まず洗濯や簡単なそうじをすませ、それから母とふたり分の朝食を作るのだ。
トーストとサラダを添えたスクランブルエッグ、それに母はブラックコーヒー、紗彩はカフェオレ。
シンプルな朝ごはんだけど、毎朝ヨーグルトやチーズなどの乳製品を食べることは欠かさない。
今日はヨーグルトにブルーベリージャムを添えている。
「お待たせ、紗彩ちゃん」
紗彩も小柄だが、母の梢も背はあまり高い方ではない。
今日は温かそうなベージュピンクのニットアンサンブルを着ていて、五十代とは思えないくらい若く見える。

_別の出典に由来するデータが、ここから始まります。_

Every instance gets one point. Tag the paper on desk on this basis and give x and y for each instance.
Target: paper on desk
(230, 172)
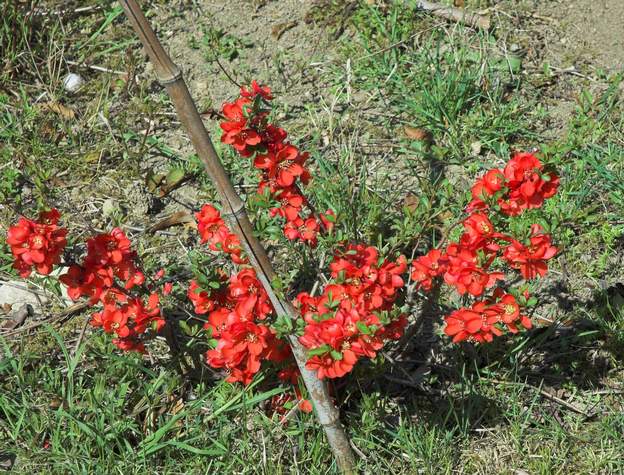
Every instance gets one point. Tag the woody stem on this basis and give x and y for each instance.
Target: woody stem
(170, 76)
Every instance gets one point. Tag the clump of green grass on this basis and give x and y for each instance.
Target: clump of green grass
(472, 410)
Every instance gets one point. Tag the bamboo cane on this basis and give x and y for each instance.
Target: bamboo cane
(170, 76)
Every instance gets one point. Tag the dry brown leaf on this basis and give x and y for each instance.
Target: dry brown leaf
(180, 217)
(59, 109)
(422, 135)
(18, 317)
(278, 30)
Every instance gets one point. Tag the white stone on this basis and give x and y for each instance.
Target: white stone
(73, 82)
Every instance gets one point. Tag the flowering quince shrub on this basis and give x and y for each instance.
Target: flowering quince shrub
(467, 265)
(357, 310)
(108, 276)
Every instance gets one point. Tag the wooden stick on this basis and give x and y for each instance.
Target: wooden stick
(234, 212)
(459, 15)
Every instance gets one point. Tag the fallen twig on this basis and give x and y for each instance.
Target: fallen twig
(547, 395)
(459, 15)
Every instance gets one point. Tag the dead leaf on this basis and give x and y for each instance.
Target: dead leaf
(153, 180)
(421, 135)
(17, 317)
(59, 109)
(180, 217)
(173, 179)
(278, 30)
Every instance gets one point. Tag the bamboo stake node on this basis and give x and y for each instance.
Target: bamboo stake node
(234, 212)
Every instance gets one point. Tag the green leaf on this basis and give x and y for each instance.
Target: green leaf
(363, 328)
(321, 350)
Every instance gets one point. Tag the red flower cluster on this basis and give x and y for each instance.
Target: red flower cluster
(106, 275)
(483, 320)
(523, 184)
(235, 312)
(531, 260)
(37, 244)
(350, 319)
(109, 256)
(282, 164)
(214, 232)
(465, 264)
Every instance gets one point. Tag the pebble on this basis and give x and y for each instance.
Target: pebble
(73, 82)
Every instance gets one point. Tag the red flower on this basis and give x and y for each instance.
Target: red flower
(236, 131)
(471, 324)
(507, 311)
(531, 260)
(328, 367)
(428, 267)
(37, 244)
(528, 188)
(464, 273)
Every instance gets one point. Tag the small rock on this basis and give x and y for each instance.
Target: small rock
(16, 292)
(109, 207)
(73, 82)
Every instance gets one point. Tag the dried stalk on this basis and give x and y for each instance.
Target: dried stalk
(170, 76)
(459, 15)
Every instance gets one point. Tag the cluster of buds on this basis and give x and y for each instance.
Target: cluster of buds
(37, 244)
(107, 276)
(353, 316)
(247, 129)
(465, 264)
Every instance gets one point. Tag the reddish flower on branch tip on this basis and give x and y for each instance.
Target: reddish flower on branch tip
(507, 311)
(327, 367)
(471, 324)
(37, 244)
(428, 267)
(531, 260)
(215, 233)
(465, 274)
(490, 183)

流行に左右されないデザインだからと、長年愛用しているものだ。
梶谷家は乳製品の製造販売をする梶谷乳業を経営しているが、五年前に社長だった父を病気で亡くした。
父亡きあと、社長の座を継いだのは母だ。
社長が交代したことで今後の経営が危ぶまれたのか、大手スーパーマーケットチェーンとの契約は継続されなかった。

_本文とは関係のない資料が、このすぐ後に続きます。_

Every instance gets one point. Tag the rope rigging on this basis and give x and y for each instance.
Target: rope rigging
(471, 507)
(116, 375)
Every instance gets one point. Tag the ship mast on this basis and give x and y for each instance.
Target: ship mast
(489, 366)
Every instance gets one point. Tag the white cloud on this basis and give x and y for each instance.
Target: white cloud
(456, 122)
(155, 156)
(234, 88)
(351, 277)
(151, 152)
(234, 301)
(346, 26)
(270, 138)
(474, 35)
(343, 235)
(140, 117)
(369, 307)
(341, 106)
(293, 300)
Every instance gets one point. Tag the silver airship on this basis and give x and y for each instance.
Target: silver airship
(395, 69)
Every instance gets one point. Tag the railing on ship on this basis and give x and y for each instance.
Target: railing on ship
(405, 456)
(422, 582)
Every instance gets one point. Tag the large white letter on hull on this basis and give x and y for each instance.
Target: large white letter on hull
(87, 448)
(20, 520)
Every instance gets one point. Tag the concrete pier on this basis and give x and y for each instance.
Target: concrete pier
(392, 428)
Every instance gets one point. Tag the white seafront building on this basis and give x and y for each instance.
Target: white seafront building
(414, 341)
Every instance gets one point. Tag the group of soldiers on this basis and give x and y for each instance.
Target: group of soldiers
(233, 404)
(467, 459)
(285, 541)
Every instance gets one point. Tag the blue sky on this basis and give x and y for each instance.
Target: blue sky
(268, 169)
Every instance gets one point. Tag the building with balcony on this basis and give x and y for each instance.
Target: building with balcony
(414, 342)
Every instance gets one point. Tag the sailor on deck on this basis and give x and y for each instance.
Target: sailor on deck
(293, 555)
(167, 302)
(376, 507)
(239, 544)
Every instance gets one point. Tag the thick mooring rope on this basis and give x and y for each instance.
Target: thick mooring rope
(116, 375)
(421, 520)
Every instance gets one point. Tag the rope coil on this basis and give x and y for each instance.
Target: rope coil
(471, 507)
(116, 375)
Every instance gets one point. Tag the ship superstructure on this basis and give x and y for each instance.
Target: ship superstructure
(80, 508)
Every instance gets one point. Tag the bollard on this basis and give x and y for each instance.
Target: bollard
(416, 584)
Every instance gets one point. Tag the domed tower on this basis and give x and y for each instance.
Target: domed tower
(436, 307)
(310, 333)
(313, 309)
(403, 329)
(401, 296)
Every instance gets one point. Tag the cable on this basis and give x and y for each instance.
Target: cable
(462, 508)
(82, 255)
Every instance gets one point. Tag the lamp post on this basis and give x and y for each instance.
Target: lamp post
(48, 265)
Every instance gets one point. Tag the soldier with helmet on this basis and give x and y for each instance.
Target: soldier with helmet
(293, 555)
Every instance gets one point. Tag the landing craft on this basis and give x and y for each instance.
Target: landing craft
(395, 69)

主流だった販売ルートを失って営業成績は悪化し、契約を見込んで新しい機械を導入していたから銀行からの借入金もある。
つまり会社の経営は厳しくなっているのだ。
屋敷も残念なことに父が亡くなってからは、あちこち手入れが行き届いていない。
広い庭も母と紗彩では管理しきれなくて、父が丹精込めていた五葉の松まで悲しげだ。
今となっては信じられない暮らしぶりだったなと、紗彩はため息をついた。
「ため息つくと、幸せが逃げるんですって」
おっとりとした母の話し方では、少しも緊張感が感じられない。
「大丈夫だよ。これ以上わが家から逃げるものなんてないもの」
「それもそうね」
フフフと、母子で笑いあう。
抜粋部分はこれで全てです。